Draft ACFA Rules

I have a draft of the ACFA rules after the modification by the “Missouri Solution”. These are draft until vetted by the Secretary of State.

The Humane Society of the US, the ASPCA, and the Best Friends Society had mixed reviews of the new rules. On the plus side, a veterinarian annual exam must be physical, not visual. In addition, the new rules do at least address some of the original concerns, such as providing a definition of what a “severe” illness or injury is, and what is meant by “extreme” weather conditions.

HSUS, ASPCA, and Best Friends still have their concerns, such as crowded housing, insufficient floor requirements, and the fact that so much of the animal medical care is still under the breeders’ interpretation. I’m concerned about the fact that the new rules demand that housing for the animals ensure they’re not subjected to lower temperature unless acclimated. Well, again, open to interpretation. However, the rules do say that the ambient temperature can’t fall below 45 degrees in indoor enclosures, period. Of course, this doesn’t say anything about the dogs in outdoor enclosures. Again, how the dogs are housed is too frequently left up to the interpretation of the breeder.

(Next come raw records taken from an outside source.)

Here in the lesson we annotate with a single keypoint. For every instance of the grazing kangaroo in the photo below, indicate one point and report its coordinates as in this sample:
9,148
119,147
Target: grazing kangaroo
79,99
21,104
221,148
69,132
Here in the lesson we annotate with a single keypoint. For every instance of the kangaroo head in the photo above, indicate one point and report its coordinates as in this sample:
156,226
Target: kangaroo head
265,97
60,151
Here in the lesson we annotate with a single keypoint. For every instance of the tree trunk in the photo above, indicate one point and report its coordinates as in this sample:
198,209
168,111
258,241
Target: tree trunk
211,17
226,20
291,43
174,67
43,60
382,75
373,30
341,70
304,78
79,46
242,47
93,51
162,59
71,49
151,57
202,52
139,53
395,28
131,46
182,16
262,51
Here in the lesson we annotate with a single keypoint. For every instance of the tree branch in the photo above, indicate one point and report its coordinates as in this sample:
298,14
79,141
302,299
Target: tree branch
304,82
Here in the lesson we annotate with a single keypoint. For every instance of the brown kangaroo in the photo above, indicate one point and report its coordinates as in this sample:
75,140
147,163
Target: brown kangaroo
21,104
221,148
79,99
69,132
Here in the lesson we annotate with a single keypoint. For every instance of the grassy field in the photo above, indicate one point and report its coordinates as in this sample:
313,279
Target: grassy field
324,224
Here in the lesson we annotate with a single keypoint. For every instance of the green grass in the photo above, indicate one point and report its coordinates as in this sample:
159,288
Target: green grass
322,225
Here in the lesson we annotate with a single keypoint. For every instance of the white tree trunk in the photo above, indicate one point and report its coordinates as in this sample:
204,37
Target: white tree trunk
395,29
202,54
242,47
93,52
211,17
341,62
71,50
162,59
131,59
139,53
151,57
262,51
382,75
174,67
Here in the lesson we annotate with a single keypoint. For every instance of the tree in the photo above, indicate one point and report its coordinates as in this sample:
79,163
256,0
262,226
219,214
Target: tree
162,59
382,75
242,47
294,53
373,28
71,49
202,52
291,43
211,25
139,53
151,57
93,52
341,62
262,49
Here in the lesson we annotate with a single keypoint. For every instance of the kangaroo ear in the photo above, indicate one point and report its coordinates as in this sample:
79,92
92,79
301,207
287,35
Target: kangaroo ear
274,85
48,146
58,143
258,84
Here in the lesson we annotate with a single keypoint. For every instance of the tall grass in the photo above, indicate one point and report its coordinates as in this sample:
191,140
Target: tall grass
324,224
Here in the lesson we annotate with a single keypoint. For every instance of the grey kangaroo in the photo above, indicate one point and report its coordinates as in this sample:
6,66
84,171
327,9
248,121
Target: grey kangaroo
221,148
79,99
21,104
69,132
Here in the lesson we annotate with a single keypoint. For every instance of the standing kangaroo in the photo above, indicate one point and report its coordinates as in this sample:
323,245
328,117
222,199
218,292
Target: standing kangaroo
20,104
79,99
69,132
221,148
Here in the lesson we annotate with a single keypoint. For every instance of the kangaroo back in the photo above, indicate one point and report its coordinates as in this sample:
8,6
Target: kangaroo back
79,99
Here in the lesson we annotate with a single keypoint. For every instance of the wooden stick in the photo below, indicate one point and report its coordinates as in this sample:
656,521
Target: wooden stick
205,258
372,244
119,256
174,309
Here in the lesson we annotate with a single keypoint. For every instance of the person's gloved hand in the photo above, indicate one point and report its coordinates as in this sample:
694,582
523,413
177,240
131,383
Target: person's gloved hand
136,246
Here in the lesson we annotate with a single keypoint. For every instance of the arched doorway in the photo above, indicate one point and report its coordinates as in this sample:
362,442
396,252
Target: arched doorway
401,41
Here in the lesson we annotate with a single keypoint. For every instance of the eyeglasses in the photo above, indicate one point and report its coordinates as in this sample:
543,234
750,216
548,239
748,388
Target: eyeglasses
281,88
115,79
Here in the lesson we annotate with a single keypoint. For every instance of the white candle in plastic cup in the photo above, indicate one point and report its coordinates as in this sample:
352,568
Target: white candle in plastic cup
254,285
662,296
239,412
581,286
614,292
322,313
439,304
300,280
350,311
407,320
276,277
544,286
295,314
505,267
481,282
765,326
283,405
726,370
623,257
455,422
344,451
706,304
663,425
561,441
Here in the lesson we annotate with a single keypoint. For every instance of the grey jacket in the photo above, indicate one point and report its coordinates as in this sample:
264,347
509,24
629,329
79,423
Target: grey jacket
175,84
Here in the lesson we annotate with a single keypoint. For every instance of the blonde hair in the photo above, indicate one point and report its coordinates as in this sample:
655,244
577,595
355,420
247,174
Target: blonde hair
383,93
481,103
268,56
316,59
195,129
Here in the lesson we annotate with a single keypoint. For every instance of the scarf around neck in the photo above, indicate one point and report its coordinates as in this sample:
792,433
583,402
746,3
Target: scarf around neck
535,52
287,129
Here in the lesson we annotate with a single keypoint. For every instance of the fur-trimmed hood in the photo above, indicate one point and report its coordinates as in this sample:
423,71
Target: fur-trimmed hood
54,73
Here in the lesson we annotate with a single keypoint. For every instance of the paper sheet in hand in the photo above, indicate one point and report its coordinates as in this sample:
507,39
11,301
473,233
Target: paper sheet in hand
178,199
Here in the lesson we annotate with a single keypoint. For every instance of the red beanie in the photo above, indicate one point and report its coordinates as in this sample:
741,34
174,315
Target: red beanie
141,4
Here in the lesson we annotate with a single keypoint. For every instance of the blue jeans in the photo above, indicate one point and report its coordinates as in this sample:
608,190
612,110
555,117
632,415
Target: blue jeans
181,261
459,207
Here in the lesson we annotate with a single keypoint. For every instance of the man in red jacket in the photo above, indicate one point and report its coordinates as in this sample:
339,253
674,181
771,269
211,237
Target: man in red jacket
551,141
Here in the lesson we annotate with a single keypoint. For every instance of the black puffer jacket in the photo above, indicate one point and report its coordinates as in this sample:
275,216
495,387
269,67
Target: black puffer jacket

The space requirements are not good. The single cage spaces are fine, but then as you look at the space requirements table, you can see that the cages can become quite crowded when adding more dogs. And yes, the breeders will add more dogs.

In addition, the rules were weakened to allow for large groupings in cages, which are going to cause problems no matter how compatible the dogs are.

The draft does not cover the licensing fees, but according to our understanding, rescues and shelters are still being charged the same amount as commercial dog breeders. Nothing like providing a service for the community and being charged for the privilege. I would expect if this continues that communities pay this fee. After all, shelters and rescues taking care of stray, homeless, or rescued dogs means that many less dogs the communities have to deal with.

Yes, I’m talking about you, St. Louis.